How to analyze a trace taken using NETSH TRACE

I wrote article "Capture a NETSH network trace" here, where I discussed how to capture a NETSH trace, I will discuss how I analyzed it now.

I wrote another here that explains how to convert the ETL into a CAP file so it can be analyzed in Wireshark or Network Monitor.  "Analyze NETSH traces with Wireshark or Network Monitor, convert ETL to CAB"

Here is also a good article on analyzing the trace –> Introduction to Network Trace Analysis Using Microsoft Message Analyzer.
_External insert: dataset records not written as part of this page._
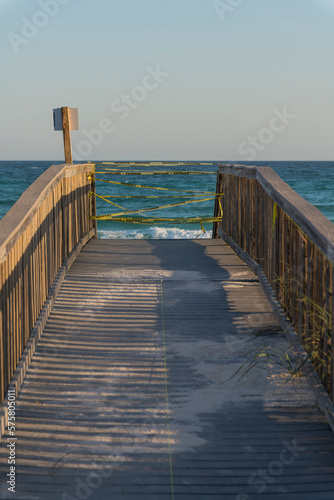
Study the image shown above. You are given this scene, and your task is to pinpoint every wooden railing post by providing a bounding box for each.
[0,165,96,406]
[212,172,223,239]
[61,107,73,165]
[217,165,334,401]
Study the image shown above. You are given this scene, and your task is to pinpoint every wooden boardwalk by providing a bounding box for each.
[0,240,334,500]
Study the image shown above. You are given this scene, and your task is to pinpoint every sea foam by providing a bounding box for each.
[98,227,212,240]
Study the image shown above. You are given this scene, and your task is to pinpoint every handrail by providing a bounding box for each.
[0,164,95,402]
[213,164,334,400]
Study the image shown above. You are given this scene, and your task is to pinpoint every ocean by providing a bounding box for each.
[0,161,334,239]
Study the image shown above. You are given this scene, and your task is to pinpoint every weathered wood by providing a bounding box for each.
[0,240,334,500]
[0,165,93,401]
[219,165,334,264]
[61,107,73,165]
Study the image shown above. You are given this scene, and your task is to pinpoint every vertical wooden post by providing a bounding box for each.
[91,174,97,238]
[212,172,223,239]
[61,107,73,165]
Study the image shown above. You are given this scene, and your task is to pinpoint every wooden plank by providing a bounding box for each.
[61,107,73,165]
[219,165,334,264]
[0,240,334,500]
[0,164,92,262]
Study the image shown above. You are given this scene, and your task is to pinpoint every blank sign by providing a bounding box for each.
[53,108,79,131]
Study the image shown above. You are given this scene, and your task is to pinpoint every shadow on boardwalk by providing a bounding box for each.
[0,240,334,500]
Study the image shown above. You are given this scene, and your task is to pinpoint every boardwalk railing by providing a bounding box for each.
[0,165,96,402]
[213,165,334,401]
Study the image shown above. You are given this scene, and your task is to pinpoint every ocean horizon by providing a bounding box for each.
[0,160,334,239]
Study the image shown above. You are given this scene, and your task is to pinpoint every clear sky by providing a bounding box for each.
[0,0,334,162]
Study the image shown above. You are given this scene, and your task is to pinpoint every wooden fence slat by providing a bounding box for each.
[0,165,93,402]
[214,165,334,399]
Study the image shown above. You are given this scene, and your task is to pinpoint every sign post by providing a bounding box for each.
[53,107,79,165]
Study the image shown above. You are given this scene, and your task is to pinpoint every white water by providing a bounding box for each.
[98,227,212,240]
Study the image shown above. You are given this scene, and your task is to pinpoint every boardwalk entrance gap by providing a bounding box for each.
[0,164,334,500]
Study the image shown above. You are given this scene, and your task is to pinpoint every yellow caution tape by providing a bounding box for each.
[94,191,126,210]
[96,170,217,176]
[89,191,217,200]
[91,215,221,224]
[95,179,216,196]
[94,161,214,167]
[92,196,214,217]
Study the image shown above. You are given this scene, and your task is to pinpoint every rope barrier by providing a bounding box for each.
[87,162,223,233]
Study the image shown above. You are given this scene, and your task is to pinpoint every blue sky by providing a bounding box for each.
[0,0,334,163]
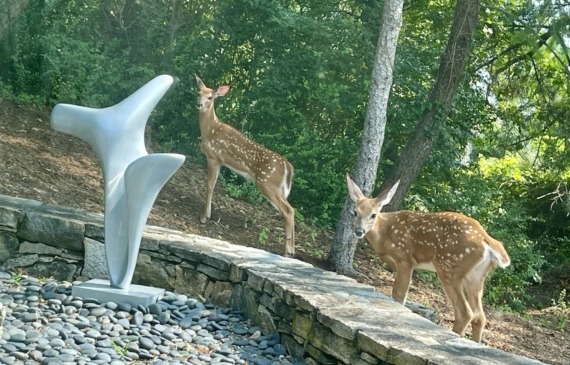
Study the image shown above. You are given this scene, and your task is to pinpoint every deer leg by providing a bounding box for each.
[392,263,414,304]
[465,276,487,342]
[200,160,220,223]
[257,183,295,257]
[437,271,473,337]
[279,197,295,257]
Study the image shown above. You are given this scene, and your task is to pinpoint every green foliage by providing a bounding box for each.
[0,0,570,308]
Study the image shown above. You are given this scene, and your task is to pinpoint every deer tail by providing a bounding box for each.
[485,235,511,269]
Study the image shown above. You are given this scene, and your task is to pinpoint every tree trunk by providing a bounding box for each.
[0,0,30,39]
[328,0,404,276]
[381,0,480,211]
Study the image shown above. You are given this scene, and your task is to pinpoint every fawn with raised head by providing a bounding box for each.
[346,174,511,342]
[195,75,295,257]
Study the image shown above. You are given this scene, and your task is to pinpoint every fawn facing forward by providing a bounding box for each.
[196,75,295,257]
[346,175,511,342]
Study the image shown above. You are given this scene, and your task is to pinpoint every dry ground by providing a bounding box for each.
[0,100,570,365]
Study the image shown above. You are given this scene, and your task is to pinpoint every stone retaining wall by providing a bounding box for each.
[0,195,542,365]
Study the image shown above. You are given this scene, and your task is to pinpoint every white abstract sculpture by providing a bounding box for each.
[50,75,185,289]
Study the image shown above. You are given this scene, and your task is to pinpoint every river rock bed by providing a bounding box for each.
[0,271,305,365]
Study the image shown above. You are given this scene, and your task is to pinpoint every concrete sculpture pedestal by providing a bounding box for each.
[50,75,185,305]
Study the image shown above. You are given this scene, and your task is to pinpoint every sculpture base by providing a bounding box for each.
[71,279,164,307]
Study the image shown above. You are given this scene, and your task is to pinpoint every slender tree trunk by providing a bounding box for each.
[381,0,480,211]
[328,0,404,276]
[0,0,30,39]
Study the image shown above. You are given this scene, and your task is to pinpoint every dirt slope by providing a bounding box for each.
[0,100,570,365]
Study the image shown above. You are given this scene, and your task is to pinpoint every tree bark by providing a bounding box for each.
[328,0,404,276]
[0,0,30,39]
[381,0,480,211]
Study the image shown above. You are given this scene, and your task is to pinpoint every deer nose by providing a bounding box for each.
[354,227,364,238]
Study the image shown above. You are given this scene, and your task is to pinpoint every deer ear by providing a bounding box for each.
[216,85,230,96]
[376,180,400,209]
[346,174,364,203]
[194,74,206,90]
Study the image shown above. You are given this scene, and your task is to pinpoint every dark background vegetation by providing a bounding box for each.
[0,0,570,310]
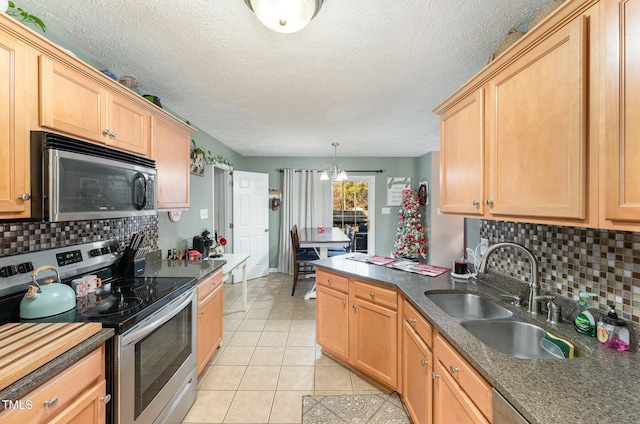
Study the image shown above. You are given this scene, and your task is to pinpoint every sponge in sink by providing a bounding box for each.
[544,332,575,358]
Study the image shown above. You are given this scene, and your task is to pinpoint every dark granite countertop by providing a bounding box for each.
[143,255,227,280]
[314,257,640,424]
[0,328,115,409]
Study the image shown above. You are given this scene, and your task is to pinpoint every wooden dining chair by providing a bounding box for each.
[327,227,357,258]
[290,226,320,296]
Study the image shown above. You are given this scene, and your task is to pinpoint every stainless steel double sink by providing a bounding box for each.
[425,292,586,359]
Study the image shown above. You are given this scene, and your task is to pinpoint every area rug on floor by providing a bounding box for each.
[302,392,411,424]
Here are the code snippets I am tracing, I know they are invalid and will not work, which makes it easier to spoke, the the symptoms would be similar in this context.

 
using (TcpClient client = new TcpClient())
{
  try
  {
    client.Connect("123.123.123.112", 80);
    client.Close();
  }
  catch (Exception ex)
  {
    //do something with the ex.message and stack trace  
  }
}

using (var client = new HttpClient())
{
  try
  {
    var result = await client.GetStringAsync("https://www.contoso.com");
  }
  catch (Exception ex)
  {
    //do something with the ex.message and stack trace
  }
}

The first failures I expect to see in my NETSH trace happens when I try to make a TCP connection to an invalid or unavailable IP address.  When I look in Wireshark I see Figure 1.

image

Figure 1, Wireshark, netsh trace, TCP

I know that in my code I actually loop 5 times and therefore see that 5 TCP connection starts, the GREEN lines in Figure 1.  Then after each of the GREEN lines I see 2 attempted retransmissions, then it fails out and we conclude the resource at the provided IP is not available or accessible.  I can see a similar pattern in Message Analyzer, Figure 2.

image

Figure 2, Message analyzer, netsh trace, TCP

Next for the HTTP Client calls I see Figure 3 in Wireshark.

image

Figure 3, Wireshark, netsh trace, HTTP/DNS

The reason is there in the Info column that the DNS lookup resulted in ‘No such name’.  In Message Analyzer, I had to compare a good DNS lookup with the bad on and compare the differences,  What I found and was happy to learn something on this one, Figure 4, is that there are codes called RCode and NXDomain codes.  You can read about RFC 1035 here and search for RCODE and you will find out that RCode=3 and NXDomain(3) means:  “Name Error - Meaningful only for responses from an authoritative name server, this code signifies that the domain name referenced in the query does not exist.” and that makes 100% sense.

image

Figure 4, Wireshark, netsh trace, HTTP/DNS

It looks like, same like debugging code with WinDbg that the analysis has some sense of interpretation and the root causes do not always just right out.  However, they can at least tell you that there is or is not an issue with the network communications.  Both of the above example are network failures but they are caused by my code calling invalid URLs and IPs.  Perhaps in the future, now that I have added this skill to my repertoire I will use it more and be able to match more patterns and share more on this topic.